If we could pull it off, a "Show defaults from: " dropdown-list that would switch between the Task’s own defaults and the defaults set by a particular CmdLineTask parent and optional obs package would be really slick. (I think limiting the list to CmdLineTask parents is necessary to keep the list of options reasonably-sized). We’d then also want that to highlight somehow the options that were overridden, though; without that my slick idea is probably still less informative than your simpler one.

I think simple links are probably best here; doing this recursively would totally explode the pages, and I don’t think doing it one level deep adds much convenience.

Another note on this is that a lot of those ConfigurableField subtasks are not in practice retargetable, because there is only one implementation for a slot in the codebase and we haven’t really defined what interface a replacement would need to have. We should probably indicate that on the code side by using ConfigField instead of ConfigurableField, so to first order this isn’t a doc problem, but we should make sure that the doc system does appropriately identify ConfigField subtasks as non-retargetable but nevertheless important when if/when we do.

Yes, but it would be particularly useful to know the CmdLineTasks that indirectly use it, I think (and that would be necessary for my config defaults idea above).

I don’t think this needs to be a top priority, but it would be something to try not to rule out architecturally.

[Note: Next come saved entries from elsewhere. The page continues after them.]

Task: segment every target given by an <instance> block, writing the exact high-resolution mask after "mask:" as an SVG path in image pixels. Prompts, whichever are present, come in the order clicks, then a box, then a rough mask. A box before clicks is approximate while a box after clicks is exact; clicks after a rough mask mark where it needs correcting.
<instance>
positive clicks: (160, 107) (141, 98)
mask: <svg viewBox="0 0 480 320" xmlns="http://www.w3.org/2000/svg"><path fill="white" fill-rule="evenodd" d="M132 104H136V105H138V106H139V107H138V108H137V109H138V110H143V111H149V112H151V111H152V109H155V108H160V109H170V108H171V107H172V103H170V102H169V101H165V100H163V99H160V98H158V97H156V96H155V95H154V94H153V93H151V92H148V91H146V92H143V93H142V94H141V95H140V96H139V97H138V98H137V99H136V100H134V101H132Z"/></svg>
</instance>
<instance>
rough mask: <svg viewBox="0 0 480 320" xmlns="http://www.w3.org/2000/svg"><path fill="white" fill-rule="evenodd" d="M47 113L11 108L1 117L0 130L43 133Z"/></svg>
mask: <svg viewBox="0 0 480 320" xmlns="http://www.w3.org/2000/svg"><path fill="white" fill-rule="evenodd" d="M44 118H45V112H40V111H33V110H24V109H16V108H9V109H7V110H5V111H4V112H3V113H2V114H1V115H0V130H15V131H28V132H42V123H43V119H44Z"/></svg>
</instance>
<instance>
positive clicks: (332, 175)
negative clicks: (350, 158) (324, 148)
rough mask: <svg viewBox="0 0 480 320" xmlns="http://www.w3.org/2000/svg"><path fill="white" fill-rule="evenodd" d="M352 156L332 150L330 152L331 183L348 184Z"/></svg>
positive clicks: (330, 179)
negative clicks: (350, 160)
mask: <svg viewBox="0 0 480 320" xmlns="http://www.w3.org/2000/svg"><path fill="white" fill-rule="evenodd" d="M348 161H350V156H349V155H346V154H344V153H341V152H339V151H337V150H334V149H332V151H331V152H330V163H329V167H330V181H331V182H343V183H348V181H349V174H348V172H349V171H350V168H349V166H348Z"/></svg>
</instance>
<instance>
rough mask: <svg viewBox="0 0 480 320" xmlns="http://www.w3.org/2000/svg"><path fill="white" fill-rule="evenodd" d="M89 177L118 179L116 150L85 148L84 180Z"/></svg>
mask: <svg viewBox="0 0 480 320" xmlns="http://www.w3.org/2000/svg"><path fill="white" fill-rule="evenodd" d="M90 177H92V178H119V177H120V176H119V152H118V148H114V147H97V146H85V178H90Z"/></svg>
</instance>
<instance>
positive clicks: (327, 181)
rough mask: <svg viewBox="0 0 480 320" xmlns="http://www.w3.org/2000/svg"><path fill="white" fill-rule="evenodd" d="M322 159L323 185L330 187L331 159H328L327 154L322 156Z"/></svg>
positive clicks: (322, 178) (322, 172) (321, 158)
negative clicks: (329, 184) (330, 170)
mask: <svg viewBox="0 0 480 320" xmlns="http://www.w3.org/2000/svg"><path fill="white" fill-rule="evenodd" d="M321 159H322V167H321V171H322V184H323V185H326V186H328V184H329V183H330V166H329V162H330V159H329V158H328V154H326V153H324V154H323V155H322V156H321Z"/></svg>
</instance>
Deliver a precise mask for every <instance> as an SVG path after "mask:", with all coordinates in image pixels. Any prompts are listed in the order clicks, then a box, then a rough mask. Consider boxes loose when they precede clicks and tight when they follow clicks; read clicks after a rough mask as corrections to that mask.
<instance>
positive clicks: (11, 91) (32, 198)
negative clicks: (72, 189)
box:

“Sure”, I guess? I’m not opposed to this, but I’m not convinced we get more out of Jupyter examples than we do regular example snippets with doctest, so if the latter are easier to implement and CI, I’d definitely focus on those first.

Yup, I expect this to eventually replace the need for hand-written content in the Butler Datasets sections…but we also don’t actually have a plan yet for where to put the source of truth for Dataset documentation in Gen3, and this is worth thinking about. The trouble is that they’re sort of multiply-owned (by consumer Tasks, producer Task, and data repos), and pretty dynamic (i.e. created on first use) in general, despite the fact that there will be standardized ones that are used the vast majority of the time.